Momentum traders: Momentum traders buy charts that are going up in price and sell them after they seem to peak, they also sell short a stock that is falling fast and buy to cover when it seems to have made a low. They buy strength and sell weakness. Momentum traders use volatility for buying and selling short opportunities in brief up moves and down moves then exit as momentum fades. Their buy list is the strongest charts and their sell short list is the weakest charts.
Trend followers: Trend followers don’t predict future market direction. Trend followers use quantified trading systems with an edge to create big wins and small losses by being on the right side of a sustained long-term trend. They buy high and sell higher and also will sell short to buy back lower. They research quantified ways to stay long in bubbles and stay short in crashes by letting winners run and cutting losers short. They use reactive technical analysis not opinions, predictions, or fundamentals.
Trend traders: Trend traders attempt to trade in the direction of the current trend. In bull markets they look for long positions and in bear markets they look for short positions.
Options traders: Option traders express their trades in endless ways by using long and short call and put option contracts. They can buy or sell option premium, bet on market volatility, create hedges for their positions, and leverage their bets with defined risk. Option traders must be right about the time frame and magnitude of move to profit.
Futures traders: Futures traders have their own auction market where they can buy and sell futures contracts for delivery on a future date for commodities, stock indexes, and currencies (Some futures are also cash settled). Futures are derivatives contracts that lock in prices for delivery in the future and are used by speculators to profit from price action. Futures provide leverage and hedges for traders.
Algorithmic traders: Algorithmic traders use quantified rules based trading systems for executing entries, exits, and position sizing to create a profitable edge based on repeating patterns in markets and speed of execution.
Macro traders: Macro traders try to profit by trading based on the patterns in global economic data such as growth, unemployment, inflation, interest rate trends, trades and payment balances between nations, changes in world politics, government and central bank policies, financial relationships between nations, and large global financial systemic factors.
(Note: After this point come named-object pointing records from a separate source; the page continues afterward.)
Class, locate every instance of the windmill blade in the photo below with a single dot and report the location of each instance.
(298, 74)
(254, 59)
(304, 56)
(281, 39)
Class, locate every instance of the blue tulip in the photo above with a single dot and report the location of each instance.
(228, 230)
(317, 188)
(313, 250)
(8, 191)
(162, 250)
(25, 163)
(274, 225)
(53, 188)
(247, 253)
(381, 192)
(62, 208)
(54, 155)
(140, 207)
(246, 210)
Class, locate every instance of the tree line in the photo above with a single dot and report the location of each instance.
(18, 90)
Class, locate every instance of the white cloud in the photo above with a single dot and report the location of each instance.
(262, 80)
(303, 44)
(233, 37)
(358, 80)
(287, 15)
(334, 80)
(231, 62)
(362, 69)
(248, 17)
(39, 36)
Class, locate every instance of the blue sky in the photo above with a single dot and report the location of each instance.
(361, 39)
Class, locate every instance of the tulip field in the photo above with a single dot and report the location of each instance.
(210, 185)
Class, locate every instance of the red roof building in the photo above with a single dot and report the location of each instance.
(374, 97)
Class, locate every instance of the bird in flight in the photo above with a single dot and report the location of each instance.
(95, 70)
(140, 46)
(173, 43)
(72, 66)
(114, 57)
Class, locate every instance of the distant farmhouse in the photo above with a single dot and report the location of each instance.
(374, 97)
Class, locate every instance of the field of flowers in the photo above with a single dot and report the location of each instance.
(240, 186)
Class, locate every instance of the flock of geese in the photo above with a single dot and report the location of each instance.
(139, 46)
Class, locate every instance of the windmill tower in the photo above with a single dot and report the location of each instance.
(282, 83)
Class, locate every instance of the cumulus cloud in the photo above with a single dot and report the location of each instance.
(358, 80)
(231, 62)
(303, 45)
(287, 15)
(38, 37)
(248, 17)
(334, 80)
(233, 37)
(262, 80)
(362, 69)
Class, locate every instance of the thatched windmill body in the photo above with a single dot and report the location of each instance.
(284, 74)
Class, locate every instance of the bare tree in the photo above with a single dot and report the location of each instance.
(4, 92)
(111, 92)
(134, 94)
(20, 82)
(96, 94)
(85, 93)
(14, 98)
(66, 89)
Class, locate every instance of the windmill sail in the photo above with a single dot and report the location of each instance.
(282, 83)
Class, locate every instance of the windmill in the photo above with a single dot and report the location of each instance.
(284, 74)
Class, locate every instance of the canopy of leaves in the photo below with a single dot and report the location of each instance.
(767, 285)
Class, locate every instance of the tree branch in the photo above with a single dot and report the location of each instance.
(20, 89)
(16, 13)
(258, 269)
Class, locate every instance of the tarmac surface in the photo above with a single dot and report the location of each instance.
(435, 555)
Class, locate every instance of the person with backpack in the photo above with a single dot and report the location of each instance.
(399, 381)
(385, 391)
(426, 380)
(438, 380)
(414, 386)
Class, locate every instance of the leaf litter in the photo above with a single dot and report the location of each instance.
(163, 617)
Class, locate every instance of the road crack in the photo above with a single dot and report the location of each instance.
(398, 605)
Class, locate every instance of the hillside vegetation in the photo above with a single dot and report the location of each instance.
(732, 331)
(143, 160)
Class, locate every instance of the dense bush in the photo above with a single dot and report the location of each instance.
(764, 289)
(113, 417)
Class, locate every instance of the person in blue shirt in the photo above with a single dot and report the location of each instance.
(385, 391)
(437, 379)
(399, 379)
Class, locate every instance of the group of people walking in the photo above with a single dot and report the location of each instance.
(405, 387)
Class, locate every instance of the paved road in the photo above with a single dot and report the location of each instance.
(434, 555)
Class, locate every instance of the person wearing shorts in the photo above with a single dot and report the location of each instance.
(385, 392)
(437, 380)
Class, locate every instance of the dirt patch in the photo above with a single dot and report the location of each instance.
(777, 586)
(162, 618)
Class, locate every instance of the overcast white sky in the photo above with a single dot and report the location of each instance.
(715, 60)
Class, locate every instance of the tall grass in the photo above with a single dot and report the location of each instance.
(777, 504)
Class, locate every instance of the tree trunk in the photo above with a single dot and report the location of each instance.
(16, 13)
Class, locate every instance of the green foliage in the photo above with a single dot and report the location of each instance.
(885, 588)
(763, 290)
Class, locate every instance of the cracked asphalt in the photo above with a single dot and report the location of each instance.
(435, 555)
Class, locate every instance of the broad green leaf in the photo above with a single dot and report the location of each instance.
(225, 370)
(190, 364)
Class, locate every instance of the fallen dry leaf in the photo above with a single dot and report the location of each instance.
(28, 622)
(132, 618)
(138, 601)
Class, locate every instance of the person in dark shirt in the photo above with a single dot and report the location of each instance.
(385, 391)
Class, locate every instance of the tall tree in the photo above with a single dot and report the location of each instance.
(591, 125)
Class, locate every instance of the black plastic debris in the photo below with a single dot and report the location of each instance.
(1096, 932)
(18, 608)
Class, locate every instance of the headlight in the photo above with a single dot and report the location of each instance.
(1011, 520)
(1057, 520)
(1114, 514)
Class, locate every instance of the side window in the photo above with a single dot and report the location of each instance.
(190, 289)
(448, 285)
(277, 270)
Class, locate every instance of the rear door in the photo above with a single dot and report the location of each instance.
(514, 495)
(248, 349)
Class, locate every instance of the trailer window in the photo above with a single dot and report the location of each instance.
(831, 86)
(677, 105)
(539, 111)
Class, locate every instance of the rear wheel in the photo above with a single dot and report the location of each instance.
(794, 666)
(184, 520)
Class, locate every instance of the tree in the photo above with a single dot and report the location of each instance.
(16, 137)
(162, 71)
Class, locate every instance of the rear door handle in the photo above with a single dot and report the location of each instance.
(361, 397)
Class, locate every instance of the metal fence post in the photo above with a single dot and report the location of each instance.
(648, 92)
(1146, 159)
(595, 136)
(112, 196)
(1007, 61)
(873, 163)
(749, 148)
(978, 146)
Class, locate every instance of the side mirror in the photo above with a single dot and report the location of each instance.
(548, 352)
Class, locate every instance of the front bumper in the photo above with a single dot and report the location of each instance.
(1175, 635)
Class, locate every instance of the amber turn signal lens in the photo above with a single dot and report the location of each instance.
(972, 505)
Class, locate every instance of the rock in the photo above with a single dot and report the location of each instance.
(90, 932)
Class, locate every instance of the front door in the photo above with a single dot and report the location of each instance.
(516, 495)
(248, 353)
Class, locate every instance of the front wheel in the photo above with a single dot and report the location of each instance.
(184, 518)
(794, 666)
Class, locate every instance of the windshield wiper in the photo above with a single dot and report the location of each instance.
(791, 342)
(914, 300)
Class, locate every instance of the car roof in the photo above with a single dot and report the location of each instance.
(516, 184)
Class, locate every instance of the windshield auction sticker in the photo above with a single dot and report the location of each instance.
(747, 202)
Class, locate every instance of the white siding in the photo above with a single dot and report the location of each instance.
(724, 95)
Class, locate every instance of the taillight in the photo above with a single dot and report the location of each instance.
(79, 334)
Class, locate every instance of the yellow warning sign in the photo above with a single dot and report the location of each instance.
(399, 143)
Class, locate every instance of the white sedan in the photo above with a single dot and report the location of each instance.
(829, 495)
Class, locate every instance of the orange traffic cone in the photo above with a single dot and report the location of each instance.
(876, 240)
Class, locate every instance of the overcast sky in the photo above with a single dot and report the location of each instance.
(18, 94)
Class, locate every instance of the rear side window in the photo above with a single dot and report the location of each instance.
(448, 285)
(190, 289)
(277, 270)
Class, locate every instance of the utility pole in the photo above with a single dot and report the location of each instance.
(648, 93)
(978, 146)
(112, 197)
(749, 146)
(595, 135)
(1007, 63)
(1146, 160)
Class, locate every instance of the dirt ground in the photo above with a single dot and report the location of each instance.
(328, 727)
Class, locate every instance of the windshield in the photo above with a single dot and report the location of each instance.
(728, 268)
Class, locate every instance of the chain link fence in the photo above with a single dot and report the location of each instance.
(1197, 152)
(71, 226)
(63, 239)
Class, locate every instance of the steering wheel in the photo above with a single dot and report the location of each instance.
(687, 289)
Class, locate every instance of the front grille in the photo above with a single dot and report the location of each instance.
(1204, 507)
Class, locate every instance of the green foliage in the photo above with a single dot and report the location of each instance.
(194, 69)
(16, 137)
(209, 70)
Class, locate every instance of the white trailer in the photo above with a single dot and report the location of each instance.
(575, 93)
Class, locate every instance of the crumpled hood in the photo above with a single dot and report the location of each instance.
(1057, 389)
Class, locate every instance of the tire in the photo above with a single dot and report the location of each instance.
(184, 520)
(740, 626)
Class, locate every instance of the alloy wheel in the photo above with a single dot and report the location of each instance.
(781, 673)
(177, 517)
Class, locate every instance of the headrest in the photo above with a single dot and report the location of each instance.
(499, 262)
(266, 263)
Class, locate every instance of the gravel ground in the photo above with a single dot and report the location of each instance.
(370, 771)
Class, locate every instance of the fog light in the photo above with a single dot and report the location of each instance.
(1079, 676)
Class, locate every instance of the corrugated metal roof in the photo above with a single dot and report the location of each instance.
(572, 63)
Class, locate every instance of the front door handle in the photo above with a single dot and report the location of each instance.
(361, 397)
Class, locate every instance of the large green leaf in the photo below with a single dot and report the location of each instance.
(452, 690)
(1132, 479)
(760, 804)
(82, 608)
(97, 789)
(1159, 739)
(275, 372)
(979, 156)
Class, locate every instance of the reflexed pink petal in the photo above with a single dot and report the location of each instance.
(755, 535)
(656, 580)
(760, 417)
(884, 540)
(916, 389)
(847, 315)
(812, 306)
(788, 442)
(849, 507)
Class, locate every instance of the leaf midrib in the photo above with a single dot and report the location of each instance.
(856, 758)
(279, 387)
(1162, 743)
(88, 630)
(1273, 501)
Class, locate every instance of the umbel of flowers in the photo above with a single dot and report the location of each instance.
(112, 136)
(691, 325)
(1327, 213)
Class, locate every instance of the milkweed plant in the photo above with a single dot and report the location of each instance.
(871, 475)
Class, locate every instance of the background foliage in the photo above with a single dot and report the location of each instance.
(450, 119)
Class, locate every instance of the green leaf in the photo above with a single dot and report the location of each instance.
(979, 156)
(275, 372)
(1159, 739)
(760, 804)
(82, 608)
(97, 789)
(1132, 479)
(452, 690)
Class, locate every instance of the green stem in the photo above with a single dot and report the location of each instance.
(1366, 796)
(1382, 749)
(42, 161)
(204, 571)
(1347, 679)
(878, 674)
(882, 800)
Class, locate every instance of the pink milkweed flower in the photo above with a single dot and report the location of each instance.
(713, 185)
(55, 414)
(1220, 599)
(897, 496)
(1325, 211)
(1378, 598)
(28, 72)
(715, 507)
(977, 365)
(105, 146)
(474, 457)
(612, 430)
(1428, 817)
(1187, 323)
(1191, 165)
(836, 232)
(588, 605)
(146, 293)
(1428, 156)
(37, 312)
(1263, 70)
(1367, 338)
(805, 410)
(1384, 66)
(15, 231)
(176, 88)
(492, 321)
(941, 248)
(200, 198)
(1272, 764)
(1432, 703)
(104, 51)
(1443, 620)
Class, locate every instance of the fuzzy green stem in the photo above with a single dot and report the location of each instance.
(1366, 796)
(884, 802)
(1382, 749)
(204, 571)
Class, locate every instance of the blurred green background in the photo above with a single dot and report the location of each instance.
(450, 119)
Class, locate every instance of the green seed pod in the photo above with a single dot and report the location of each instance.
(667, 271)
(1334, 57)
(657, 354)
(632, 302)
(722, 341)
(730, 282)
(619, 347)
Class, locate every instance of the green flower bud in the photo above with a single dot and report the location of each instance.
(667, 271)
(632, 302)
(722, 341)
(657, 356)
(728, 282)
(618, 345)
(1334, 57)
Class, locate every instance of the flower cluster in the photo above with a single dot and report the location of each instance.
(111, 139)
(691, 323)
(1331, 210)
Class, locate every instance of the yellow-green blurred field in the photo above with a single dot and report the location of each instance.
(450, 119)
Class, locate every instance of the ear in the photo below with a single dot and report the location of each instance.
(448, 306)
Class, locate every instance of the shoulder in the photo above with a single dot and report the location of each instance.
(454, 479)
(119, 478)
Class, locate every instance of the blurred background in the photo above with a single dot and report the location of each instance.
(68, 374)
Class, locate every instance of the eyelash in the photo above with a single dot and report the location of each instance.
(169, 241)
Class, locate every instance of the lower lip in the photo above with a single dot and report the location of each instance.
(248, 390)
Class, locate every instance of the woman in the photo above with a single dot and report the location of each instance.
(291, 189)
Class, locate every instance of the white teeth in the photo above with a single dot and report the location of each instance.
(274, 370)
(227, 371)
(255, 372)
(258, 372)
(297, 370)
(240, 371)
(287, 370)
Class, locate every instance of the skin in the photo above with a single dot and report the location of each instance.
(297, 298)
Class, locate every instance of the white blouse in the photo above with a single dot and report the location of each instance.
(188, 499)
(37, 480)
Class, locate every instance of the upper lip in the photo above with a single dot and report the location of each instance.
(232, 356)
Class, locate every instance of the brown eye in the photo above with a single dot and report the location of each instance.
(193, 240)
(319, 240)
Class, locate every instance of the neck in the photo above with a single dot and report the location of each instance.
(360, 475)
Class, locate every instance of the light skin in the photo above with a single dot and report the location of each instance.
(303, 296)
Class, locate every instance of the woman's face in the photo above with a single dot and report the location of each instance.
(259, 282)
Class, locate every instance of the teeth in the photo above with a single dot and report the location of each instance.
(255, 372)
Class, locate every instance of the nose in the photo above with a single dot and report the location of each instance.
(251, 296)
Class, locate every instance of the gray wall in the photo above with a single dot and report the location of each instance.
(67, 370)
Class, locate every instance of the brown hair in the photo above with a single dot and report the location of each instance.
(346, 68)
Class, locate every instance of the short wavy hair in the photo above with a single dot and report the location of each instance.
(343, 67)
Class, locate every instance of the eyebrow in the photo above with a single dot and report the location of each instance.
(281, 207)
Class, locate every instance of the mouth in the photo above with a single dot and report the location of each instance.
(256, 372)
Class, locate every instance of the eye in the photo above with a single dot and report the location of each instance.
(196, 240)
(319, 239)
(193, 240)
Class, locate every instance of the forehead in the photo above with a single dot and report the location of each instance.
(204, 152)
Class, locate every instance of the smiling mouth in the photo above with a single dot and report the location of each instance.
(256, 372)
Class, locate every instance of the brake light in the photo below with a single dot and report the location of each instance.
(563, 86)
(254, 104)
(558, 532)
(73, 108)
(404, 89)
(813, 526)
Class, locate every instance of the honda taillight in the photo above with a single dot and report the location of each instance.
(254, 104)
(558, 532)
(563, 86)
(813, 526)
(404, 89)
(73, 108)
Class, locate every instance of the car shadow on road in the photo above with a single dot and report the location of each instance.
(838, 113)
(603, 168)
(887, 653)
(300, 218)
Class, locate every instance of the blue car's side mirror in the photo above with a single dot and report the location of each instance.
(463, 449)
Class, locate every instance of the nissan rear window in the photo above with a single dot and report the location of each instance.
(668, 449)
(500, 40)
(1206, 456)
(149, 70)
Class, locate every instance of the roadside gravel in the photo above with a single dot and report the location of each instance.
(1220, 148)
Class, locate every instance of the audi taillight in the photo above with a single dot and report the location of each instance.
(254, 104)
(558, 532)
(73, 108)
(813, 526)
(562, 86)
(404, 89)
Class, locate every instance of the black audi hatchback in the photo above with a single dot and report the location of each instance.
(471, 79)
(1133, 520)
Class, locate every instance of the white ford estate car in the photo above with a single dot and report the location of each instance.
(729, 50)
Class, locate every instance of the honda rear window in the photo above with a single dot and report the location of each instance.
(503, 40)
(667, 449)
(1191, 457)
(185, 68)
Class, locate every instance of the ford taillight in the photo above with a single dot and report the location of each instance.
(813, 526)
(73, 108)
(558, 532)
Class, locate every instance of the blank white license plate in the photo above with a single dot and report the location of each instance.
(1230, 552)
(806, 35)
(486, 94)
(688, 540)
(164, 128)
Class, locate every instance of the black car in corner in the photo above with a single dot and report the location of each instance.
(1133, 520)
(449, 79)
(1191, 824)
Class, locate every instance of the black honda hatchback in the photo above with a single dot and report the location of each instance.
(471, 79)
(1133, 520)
Forex traders: Forex traders buy and sell currencies in the global foreign exchange market. A forex trader sells one currency and buys another with each currency pair trade. They profit if the currency they bought moves up against the currency they sold. A currency pair is a price quote of the exchange rate for two different national currencies traded in the forex markets. When the order is entered for a currency pair, the first listed currency (base currency) is purchased while the second listed currency in the currency pair (quote currency) is sold.